Fox Bosses On Competing For Talent In Peak TV, Reboots, Ownership & Comedy – TCA


It has been harder and harder for broadcast TV networks to attract A-list creative talent amid growing competition from cable networks and digital platforms. Just yesterday, one of the most prolific broadcast TV creators of the last few decades, David E. Kelley — at TCA to promote his new Amazon series Goliath — admitted that he would probably not go back to broadcast.


“I don’t think a a lot of creators are saying that,” said Fox TV Group chairman Dana Walden, who was joined at Fox’s TCA executive session by the network’s president of entertainment David Madden, with her partner, Gary Newman, taking a break. I find it hasn’t been difficult at all (to get top creators to do shows for Fox and 20th Century Fox TV).

She touted the reach and power of broadcast series, which she believes is attractive to creators. “Our shows become part of the national conversation, they are hitting a nerve. You can’t have that elsewhere, particularly on OTT.”

Walden pointed to writer staffing on shows as an area that is most impacted by the proliferation of original scripted content.

“Peak TV is a challenge,” she said.  “A lot of the creators are trying to staff with experienced writers, which can be difficult.”

David Madden

Madden pointed out what is possibly the biggest draw of broadcast TV.

“There is still the opportunity for a big financial home-run that doesn’t exist elsewhere.”

Reboots are popular for next season, and Fox leading the trend with new 24 and Prison Break series, and Lethal Weapon and Exorcist adaptations.

“Reboots are not a guarantee of success — we certainly know that as well as anyone,” Walden said. “Our hope was that the well-known titles — if and only if well executed — would lighten the load on our marketing team as they have viewer awareness.”

Madden stressed that 7 of Fox’s new series are based on original contests. “That clearly remains our predominant business,” he said.

Fox was the most aggressive broadcast network when it came to ownership this past upfront, owning 100% of all its new scripted series except for Warner Bros.’ Lethal Weapon. 

“Our core objective is to own as much great content as possible,” Walden said. “It’s true that it is a higher bar when it’s a show from an outside studio on Fox or our project for an outside network.” But she pointed out to high-profile 20th TV series for other networks, including Modern Family and Speechless for ABC, Life In Pieces for CBS and This Is Us for NBC.

Added Madden, “The ownership hasn’t stopped (Warner Bros.-produced Fox series) Lucifer and Gotham from staying on the air.”

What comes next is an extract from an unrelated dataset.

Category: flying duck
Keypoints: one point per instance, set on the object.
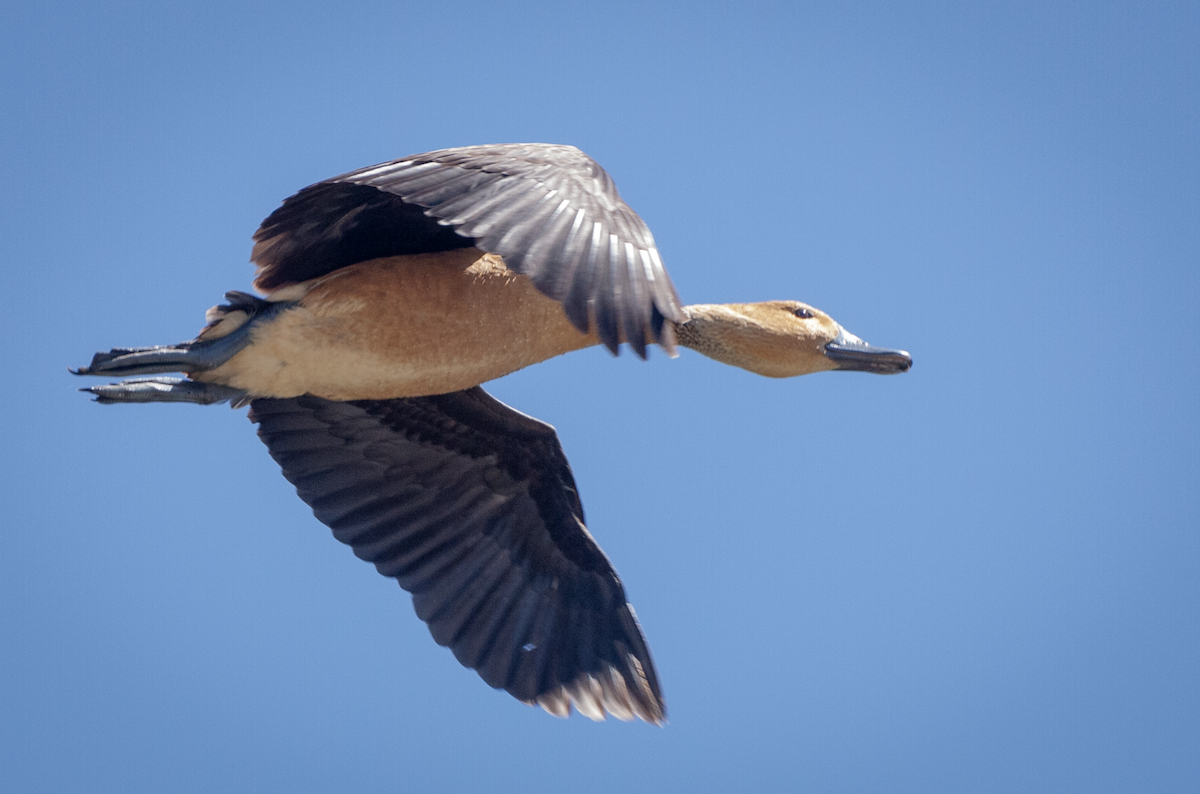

Walden, who noted that Fox is still in the process of mounting a turnaround, also talked about the decision to cancel comedies Grandfathered and The Grinder after one season. “I don’t think our comedies were canceled too quickly,” she said, noting that both had received back orders. “At the end of the day, they had no  ratings to justify leaving them on a broadcast network.” She indicated that, after going a bit broader with the two family comedies, Fox is returning to “bold and outrageous comedies unlike anything else.”